[feedback-report] Usage Scenarios
Yakov Shafranovich
YakovS at solidmatrix.com
Wed May 25 15:08:13 PDT 2005
Prompted by a suggestion from Dave Crocker, I wanted to see if we can
come up with a list of possible usage scenarios for this format. Here
are some of my thoughts:
1. Feedback loops - ISPs providing reports back to email senders about
spam reports from their users (like SCOMP at AOL).
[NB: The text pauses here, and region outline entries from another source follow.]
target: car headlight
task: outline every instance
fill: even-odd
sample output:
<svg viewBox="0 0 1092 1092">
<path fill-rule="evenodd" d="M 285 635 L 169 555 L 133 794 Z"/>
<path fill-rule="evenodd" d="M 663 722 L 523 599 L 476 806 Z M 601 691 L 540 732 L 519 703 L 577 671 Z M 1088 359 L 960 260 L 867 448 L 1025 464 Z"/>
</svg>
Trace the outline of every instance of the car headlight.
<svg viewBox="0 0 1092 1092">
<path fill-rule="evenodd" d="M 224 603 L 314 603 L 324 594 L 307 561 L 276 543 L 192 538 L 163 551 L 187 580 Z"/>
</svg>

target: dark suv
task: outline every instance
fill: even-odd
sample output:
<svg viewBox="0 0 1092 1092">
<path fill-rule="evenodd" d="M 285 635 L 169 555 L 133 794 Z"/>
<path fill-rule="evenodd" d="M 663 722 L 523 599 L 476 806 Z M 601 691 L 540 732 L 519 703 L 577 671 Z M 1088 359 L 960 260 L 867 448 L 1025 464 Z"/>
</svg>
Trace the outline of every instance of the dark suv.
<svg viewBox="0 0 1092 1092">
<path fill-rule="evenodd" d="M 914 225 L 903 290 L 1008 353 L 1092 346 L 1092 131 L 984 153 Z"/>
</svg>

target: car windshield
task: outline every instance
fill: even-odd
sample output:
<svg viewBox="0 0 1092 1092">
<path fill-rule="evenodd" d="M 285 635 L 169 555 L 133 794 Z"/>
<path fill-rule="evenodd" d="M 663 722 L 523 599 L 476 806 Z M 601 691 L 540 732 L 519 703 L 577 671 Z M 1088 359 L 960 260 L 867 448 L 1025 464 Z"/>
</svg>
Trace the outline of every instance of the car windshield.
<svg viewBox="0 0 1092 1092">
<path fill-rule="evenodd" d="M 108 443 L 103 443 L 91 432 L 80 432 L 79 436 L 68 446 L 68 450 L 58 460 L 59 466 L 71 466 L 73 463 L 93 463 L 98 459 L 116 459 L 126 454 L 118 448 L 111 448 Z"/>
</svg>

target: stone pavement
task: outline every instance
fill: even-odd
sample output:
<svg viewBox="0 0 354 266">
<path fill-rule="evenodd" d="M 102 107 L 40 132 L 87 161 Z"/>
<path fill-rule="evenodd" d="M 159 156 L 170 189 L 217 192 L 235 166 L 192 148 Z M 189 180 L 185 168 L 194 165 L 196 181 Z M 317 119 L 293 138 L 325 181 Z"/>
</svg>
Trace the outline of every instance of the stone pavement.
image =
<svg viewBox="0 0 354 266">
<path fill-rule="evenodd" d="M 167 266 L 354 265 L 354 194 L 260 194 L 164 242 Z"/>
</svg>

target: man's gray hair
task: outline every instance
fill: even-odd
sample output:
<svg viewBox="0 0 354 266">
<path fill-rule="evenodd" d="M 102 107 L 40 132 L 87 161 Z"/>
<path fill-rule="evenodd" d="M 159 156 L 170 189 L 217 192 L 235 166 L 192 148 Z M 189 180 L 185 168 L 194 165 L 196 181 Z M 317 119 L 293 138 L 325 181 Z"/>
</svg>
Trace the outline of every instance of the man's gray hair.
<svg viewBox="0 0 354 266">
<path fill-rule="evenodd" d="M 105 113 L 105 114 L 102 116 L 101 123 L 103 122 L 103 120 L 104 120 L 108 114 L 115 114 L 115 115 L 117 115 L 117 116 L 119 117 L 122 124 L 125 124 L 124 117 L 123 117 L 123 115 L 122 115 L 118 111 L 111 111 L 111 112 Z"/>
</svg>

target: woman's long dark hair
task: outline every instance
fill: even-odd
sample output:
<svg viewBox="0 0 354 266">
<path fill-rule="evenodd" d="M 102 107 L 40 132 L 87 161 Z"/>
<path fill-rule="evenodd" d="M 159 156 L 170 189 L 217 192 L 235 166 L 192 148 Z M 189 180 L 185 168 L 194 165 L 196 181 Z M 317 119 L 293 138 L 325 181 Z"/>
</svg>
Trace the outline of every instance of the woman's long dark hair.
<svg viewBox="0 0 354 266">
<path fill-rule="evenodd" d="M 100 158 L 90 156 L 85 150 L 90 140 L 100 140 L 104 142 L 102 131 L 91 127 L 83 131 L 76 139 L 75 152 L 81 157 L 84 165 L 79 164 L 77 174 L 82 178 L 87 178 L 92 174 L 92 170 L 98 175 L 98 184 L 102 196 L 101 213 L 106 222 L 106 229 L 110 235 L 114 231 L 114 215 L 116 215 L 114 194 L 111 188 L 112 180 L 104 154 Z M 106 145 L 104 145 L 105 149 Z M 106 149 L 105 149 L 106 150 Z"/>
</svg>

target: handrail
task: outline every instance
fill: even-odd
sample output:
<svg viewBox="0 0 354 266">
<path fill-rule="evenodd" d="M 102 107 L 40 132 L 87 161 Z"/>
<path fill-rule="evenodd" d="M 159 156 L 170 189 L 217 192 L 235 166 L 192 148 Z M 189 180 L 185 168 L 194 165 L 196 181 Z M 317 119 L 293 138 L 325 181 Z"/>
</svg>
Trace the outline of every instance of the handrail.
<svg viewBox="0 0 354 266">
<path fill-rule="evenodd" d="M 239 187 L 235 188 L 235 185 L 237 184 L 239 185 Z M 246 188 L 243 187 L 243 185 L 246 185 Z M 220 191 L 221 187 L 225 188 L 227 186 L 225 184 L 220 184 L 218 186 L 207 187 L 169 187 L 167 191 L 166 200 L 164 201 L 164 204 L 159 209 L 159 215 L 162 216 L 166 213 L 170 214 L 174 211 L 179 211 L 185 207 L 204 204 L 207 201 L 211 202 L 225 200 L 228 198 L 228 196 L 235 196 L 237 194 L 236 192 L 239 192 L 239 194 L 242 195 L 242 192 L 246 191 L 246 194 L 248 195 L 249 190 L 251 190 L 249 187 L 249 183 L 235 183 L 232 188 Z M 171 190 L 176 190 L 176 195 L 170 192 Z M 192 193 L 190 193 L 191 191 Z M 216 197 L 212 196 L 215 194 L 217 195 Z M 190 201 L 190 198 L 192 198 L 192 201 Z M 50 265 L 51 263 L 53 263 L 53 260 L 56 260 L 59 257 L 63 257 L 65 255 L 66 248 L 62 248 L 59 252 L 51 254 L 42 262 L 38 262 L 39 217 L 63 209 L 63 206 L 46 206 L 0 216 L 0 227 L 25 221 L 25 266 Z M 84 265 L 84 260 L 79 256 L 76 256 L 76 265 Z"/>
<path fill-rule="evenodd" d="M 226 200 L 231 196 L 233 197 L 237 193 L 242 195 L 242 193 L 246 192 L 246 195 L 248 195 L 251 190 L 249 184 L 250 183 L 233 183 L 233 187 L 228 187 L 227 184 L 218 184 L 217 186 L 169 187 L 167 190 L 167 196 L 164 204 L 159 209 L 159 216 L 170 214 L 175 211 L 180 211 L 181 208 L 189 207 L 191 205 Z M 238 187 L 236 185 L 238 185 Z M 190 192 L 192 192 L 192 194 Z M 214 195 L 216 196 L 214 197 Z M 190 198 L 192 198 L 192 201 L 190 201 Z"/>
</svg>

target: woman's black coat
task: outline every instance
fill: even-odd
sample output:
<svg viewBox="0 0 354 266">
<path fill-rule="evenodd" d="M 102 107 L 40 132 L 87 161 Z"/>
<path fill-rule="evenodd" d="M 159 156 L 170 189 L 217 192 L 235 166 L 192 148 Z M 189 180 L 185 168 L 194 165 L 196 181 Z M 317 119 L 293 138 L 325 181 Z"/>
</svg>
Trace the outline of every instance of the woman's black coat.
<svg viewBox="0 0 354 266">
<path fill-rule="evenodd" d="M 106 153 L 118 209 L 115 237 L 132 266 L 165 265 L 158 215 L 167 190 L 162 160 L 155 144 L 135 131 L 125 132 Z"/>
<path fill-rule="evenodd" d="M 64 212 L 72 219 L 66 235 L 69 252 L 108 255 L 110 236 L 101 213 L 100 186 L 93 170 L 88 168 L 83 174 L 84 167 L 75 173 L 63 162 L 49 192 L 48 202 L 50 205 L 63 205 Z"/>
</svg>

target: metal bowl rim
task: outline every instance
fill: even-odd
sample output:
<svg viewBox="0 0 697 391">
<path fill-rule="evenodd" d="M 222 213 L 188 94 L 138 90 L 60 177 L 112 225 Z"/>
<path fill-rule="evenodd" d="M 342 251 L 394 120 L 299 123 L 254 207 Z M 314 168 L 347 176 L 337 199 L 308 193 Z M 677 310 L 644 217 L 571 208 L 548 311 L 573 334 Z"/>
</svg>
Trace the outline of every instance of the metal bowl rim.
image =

This would imply that
the ISPs and email senders establish a relationship in some way (which
is out of scope for this spec).
2. ISP-to-ISP reporting - ISPs exchanging reports among themselves -
i.e. spam originating from ISP A's network going to ISP B, and ISP B
reporting it back to ISP A. This also implies some form of an
established relationship among ISPs.
3. Users reporting spam to their ISP - this would be like the "Report
Spam" function in AOL's and Yahoo's interfaces but on the MUA. In this
case, an ISP user (lets say Earthlink) would be able to report a spam
message arriving in his MUA (Outlook, pine, Thunderbird, etc.) to his
own ISP which would then aggregate and process them further before
taking some sort of action on them. This implies that the ISP has a way
of checking whether this user is actually theirs and would help in cases
where ISPs provide a "report spam" button in the webmail interface but
nothing for POP or IMAP users.
4. Users reporting spam to aggregate services - this would be intended
for services like SpamCop where users can report their spam via MUAs and
the service will process them further before sending them off. This
implies that the service has a way of checking if the user is actually
part of that service.
5. Users to ISP reporting - this would allow regular users to report
spam directly to ISPs. However, given that most ISPs and users will
probably not be able to do this properly, this scenario might not work
very well (but scenario #3 instead might).